Abstract
Essays in The Economics of Emigration and The Lifecycle Deficit in Ethiopia
by
Teferi Mergo
Doctor of Philosophy in Economics
University of California, Berkeley
Professor Ronald Lee, Chair
This work explores the effects of international migration on sending families, and the lifecycle deficit in Ethiopia. The first two chapters examine the effects of emigration on the living standards and health of the sending families, using (for identification) the Diversity Visa (DV) lottery program - a migration channel through which about a million people have relocated to the US since 1995. The random assignment of migration opportunities allows estimation of experimental treatment effects.
In chapter 1, I use data from a survey of Ethiopian DV participants to study the causal effects of emigration. I infer that migration contributes positively to the wellbeing of source families. Overall, migrant sending families spend about 22% more on food and 41% more on energy, reflecting their improved standard of living. They have better quality durables, drinking water and sanitation facilities. However, migration does not improve the senders' saving, bank use and business ownership. The positive treatment effects do not diminish with longer stay of emigrants abroad. Migrant men contribute more to the increase in their families' standard of living than their female counterparts do. I find that DV participants are favorably selected relative to the overall population.

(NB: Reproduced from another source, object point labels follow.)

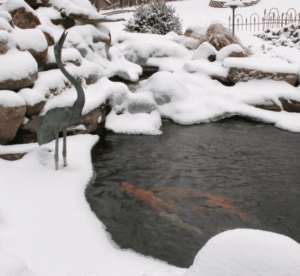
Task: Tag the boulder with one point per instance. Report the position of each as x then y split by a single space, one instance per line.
287 105
48 34
12 112
20 70
12 156
34 41
87 124
245 69
66 22
23 15
6 23
206 51
7 42
69 55
34 101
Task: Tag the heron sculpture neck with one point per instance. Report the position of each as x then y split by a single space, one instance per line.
79 103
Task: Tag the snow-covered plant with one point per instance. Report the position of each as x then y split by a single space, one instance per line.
156 18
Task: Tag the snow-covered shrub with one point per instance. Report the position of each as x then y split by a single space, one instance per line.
157 18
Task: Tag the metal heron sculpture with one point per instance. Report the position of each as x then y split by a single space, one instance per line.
61 117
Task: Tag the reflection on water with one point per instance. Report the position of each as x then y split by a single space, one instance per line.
166 195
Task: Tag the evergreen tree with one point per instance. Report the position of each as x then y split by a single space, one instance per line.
156 18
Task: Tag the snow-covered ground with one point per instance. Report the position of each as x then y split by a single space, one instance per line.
44 217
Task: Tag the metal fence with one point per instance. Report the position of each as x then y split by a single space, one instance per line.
272 19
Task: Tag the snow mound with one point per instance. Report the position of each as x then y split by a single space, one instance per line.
19 65
204 51
229 49
140 50
13 266
247 252
31 39
10 99
265 64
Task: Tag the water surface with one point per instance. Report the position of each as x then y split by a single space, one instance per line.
166 195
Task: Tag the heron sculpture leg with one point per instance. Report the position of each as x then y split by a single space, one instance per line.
56 148
65 146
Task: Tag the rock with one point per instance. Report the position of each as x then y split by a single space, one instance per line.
7 42
69 55
206 51
66 22
287 105
189 42
20 70
34 41
232 50
23 15
48 34
244 69
12 112
87 124
34 101
12 156
6 23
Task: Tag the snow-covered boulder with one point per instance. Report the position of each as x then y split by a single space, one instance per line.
232 50
138 49
20 70
34 101
247 252
11 266
205 51
33 41
48 34
189 42
92 43
7 42
69 55
12 111
245 69
23 15
6 23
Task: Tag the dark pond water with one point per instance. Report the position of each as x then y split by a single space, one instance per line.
166 195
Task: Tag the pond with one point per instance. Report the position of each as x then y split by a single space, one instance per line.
165 196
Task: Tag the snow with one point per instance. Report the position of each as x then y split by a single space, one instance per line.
11 5
67 55
18 65
265 64
46 225
204 51
138 48
10 99
8 39
227 50
46 209
247 252
30 39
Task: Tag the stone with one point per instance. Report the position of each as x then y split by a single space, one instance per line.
16 85
35 42
6 23
243 75
11 119
12 156
20 72
87 124
245 69
287 105
24 19
7 42
66 22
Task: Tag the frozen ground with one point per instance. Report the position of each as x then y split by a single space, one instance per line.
44 218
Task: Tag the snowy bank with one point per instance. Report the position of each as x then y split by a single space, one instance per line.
46 222
247 252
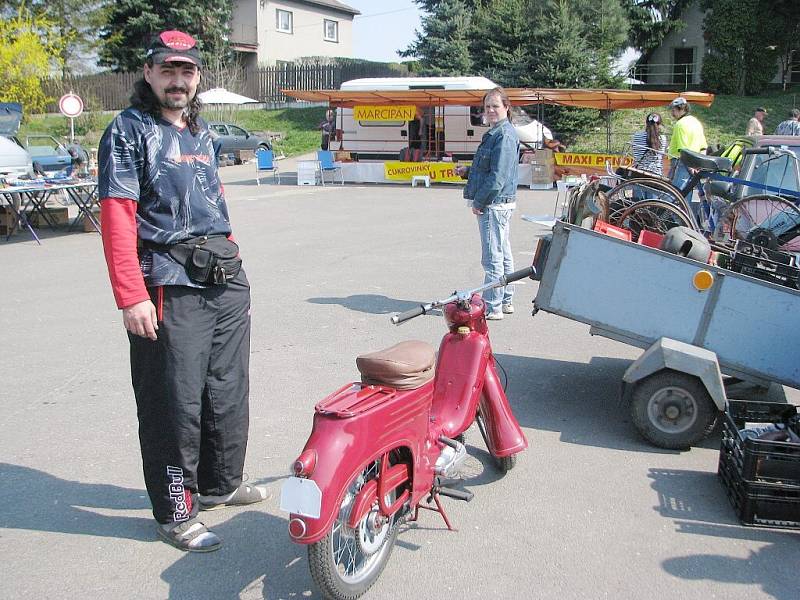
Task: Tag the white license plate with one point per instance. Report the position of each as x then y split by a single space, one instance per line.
301 497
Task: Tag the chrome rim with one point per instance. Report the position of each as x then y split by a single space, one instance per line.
672 410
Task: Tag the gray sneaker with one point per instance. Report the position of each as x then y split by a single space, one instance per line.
190 536
243 495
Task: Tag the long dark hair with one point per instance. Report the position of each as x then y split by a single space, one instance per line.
144 99
500 93
653 129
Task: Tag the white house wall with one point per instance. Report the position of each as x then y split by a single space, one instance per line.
307 36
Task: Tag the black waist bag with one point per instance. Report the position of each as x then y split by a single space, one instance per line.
208 259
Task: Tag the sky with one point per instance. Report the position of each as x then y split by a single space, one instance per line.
383 27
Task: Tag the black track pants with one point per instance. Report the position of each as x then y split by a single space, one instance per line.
191 388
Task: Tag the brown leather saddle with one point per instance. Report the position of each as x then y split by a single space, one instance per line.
404 366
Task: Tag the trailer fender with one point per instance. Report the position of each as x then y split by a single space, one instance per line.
667 353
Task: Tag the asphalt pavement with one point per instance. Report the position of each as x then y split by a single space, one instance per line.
591 510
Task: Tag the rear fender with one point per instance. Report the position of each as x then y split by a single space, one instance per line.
333 473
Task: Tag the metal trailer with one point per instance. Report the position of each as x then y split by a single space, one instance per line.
695 321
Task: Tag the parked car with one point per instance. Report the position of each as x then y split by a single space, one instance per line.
14 159
48 152
228 138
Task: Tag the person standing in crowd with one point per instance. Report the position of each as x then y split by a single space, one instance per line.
755 126
687 134
328 127
189 334
491 189
790 126
649 146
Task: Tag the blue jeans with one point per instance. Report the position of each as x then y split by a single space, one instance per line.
496 257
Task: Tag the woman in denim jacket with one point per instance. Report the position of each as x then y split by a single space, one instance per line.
491 190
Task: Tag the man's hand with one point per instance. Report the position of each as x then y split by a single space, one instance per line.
141 319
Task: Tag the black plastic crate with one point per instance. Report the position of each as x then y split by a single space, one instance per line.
761 478
767 267
760 460
759 504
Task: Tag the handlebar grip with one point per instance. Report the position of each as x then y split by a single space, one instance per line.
762 150
517 275
409 314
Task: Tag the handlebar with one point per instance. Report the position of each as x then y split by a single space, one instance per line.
462 295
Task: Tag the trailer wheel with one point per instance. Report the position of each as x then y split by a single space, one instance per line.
672 409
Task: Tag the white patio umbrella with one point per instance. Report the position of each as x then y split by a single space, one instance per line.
223 96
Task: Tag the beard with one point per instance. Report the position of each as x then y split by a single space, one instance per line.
172 103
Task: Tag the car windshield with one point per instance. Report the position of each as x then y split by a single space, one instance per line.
779 172
46 151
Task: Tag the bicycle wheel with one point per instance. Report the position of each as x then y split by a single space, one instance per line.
642 189
653 215
763 220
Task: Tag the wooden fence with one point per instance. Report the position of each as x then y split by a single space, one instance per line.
110 91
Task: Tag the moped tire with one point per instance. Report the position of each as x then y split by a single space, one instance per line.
503 463
347 562
672 410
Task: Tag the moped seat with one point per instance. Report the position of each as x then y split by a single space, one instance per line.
704 162
404 366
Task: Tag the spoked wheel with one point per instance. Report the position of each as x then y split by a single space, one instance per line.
638 190
672 409
653 215
346 562
504 463
764 220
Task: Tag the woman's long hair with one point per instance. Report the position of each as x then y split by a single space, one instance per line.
653 129
144 99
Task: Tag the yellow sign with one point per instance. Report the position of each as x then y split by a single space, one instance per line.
402 171
385 113
572 159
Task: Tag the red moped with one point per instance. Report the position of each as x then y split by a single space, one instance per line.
385 447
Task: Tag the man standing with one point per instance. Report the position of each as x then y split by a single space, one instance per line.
687 134
189 333
790 126
755 126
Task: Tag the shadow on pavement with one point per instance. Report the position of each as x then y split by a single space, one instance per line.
697 502
375 304
257 559
38 501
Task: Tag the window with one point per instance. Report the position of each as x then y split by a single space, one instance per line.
283 20
331 31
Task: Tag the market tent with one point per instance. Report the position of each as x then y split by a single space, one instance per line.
598 99
223 96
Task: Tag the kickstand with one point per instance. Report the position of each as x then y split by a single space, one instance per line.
439 508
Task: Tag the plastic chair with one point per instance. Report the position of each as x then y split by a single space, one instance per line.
325 158
265 162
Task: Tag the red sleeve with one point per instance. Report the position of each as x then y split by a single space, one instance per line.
118 225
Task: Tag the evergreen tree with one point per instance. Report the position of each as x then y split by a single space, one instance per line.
737 36
131 25
651 20
442 45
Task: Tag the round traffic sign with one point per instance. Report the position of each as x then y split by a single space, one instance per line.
70 105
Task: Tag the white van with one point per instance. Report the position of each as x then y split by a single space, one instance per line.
437 131
14 159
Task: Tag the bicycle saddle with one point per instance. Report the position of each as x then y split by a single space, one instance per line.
703 162
404 366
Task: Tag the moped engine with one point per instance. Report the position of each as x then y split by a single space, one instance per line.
451 459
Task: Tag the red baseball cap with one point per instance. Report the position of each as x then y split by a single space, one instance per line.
174 46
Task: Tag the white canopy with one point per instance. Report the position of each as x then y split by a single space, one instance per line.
223 96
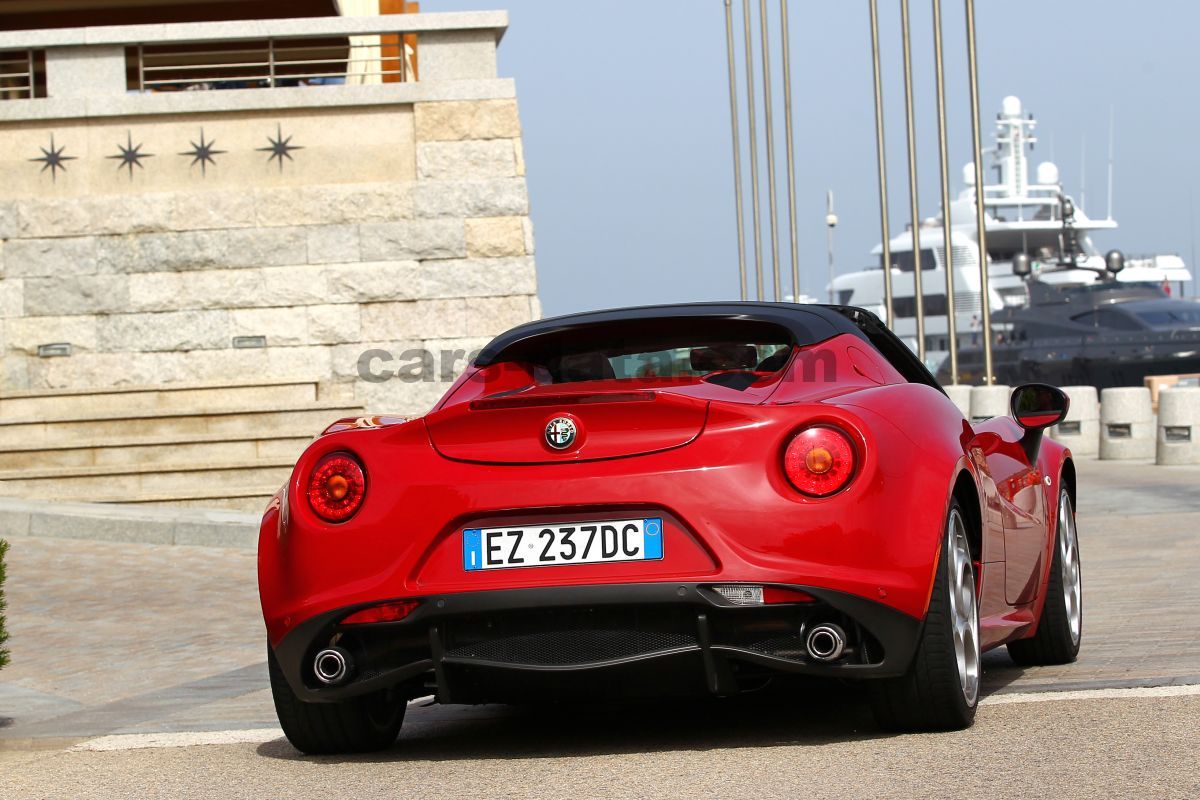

In chapter 2, I exploit the survey on Ethiopian DV participants (lottery winners and non-winners) to explore the health effects of emigration on those left behind. I find that the health effects of emigration are mixed. Migration increases overall BMI of those remaining behind by 0.56, contributing affirmatively to physical health of about 80% of them, while causing an uptick in the obesity rate by 5%. It increases the incidence of vascular diseases and diabetes by 10%, and has adverse effects on the mental health of the migrant senders. Adults fare poorly in terms of the less desirable health effects of migration.
Chapter 3 estimates the support ratio for Ethiopia, using the US Census Bureau's population projections by age and the method developed by the National Transfer Accounts (NTA), which employs the age-profiles of labor income and consumption. Ethiopia has a labor income profile with high youth and old-age earnings, much like a typical poor agrarian country with low savings, low levels of upward public transfers and low levels of schooling. Interestingly, private consumption declines more than moderately in the country with age, beginning in the early 30's, implying that poverty might be pronounced in older age groups. The average Ethiopian consumes more than s/he produces for roughly half the number of years s/he can expect to live. The support ratio for Ethiopia is expected to increase for another generation or so, potentially augmenting its per-capita income.